Yavaşça kafasını kaldırıp bana baktı. "Sen bir şey yapamazsın, ben de yapamam. Gideceğim."

Gitmek mi? Ne saçmalıyordu bu? Böyle bir şeye izin vereceğimi nasıl düşünürdü? Beni geçtim, ailesi asla izin vermezdi. Hem nereye gidecekti ki? Hayatı boyunca sadece iki kez Bradford'un dışına çıkmıştı. Gidemezdi.

"Nereye gideceksin?" Diye sordum, söylemem gereken her şeyi birer birer yutarak. 

"Aslına bakarsan her şey hazır, bir şeyler ayarladım. Bu gece gideceğim." 

Sanki büyük bir günah işlemişim gibi anında boğazıma yapışan elleri hissedebiliyordum. Boğazım sanki başkaları tarafından sıkılıyordu. Kalbimin üzerine ise taş oturmuş gibi hissediyordum. Ağlamamak için dudaklarımı sıktım. Hayatım boyunca ondan bir kez ayrılmamıştım, şimdiyse bana gideceğinden bahsediyordu.

"Nereye gideceksin?" diye tekrarladım sorumu. Ben de onunla gidemez miydim sanki?
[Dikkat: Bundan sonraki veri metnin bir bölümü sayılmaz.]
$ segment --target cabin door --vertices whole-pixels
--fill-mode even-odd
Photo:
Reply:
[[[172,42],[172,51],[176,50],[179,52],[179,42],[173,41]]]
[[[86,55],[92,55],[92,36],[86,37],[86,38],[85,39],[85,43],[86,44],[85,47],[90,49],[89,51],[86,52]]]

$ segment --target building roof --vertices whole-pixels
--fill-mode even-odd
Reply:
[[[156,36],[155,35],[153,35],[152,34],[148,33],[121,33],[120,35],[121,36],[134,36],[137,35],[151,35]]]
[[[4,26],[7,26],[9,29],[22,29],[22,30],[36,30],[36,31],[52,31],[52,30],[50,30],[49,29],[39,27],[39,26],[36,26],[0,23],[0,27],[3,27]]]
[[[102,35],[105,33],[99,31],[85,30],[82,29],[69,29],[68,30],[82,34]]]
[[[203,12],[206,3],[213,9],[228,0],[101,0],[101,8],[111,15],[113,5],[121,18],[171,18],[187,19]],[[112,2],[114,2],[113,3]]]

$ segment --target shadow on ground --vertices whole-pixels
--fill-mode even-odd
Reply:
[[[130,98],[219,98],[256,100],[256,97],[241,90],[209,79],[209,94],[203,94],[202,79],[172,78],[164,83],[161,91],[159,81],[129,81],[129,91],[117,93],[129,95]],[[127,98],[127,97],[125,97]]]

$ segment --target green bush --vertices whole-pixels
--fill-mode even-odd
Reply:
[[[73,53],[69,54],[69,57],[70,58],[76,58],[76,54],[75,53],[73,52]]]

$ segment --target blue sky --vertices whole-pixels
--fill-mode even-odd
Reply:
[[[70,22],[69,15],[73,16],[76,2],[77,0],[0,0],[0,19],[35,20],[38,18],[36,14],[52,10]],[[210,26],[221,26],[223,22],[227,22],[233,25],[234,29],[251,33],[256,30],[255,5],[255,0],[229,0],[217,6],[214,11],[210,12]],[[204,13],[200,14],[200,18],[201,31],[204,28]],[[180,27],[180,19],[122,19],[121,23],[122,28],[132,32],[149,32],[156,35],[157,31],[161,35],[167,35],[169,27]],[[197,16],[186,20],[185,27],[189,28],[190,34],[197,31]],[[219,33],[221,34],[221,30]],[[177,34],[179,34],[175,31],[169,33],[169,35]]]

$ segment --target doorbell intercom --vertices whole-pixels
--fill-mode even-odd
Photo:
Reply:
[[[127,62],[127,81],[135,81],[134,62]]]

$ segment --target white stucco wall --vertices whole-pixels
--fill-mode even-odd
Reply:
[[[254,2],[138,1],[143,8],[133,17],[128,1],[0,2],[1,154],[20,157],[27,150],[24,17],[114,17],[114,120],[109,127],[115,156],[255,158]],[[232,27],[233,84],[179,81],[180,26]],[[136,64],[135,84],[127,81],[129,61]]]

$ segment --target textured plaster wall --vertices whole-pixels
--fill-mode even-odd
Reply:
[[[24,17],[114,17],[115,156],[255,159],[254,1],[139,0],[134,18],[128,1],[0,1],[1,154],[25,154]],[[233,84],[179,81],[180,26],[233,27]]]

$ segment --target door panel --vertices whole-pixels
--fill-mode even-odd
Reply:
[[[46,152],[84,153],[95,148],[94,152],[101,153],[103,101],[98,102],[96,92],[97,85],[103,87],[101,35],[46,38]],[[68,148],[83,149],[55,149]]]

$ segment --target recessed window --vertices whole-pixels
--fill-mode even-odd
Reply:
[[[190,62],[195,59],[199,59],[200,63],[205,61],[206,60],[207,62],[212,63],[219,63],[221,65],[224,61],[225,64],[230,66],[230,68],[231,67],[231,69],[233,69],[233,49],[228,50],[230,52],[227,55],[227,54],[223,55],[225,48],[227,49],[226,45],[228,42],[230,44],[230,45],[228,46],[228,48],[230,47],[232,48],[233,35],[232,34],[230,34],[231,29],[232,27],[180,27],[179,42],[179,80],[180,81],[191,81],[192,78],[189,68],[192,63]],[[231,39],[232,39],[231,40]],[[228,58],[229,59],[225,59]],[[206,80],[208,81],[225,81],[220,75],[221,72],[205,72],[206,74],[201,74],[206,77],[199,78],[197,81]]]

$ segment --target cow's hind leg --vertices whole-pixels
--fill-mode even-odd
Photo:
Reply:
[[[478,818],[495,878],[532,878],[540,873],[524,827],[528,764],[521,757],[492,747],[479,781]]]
"Bunu senin bilmemen gerekiyor Kelsey. Kimsenin bilmemesi gerekiyor. Özür dilerim." Bana doğru hızlı bir adım atıp, ellerini yanaklarıma koydu. Sigarayla karışmış parfüm kokusunu son kez alacağımı bilmek gözlerimin dolmasına sebep oluyordu. Dudaklarım titremek üzereydi.

"Bu hiç adil değil Zayn. Hem de hiç değil." Diye mırıldandım sessizce. Kafamı yavaşça yana yaslayıp, yanaklarımı tam avuçlarının içine yaslamıştım.

"Biliyorum," Bedenini yavaşça bana yaklaştırıp, soğuktan çatlamış dudaklarıyla alnıma bir öpücük kondurdu. Öptüğü yer sanki alev alacakmış gibi hissediyordum. "Ama gitmek zorundayım."

O an , sadece bir anlığına elinden tutup 'Gitme'  diyerek ağlamak istedim. 'Ben seni arkadaş olarak sevmiyorum Zayn, ben sana aşığım. Sana öyle aşığım ki, eğer gidersen buna dayanamam.'

Bunların hiçbirini yapamayacağımı biliyordum, bu yüzden sustum. Zayn, gitmeden önce bana son bir kez sarıldı, kokusunu son bir kez daha içime çektim.

Ve o günden sonra, onu bir daha hiç görmedim. Nerede olduğunu bile bilemedim.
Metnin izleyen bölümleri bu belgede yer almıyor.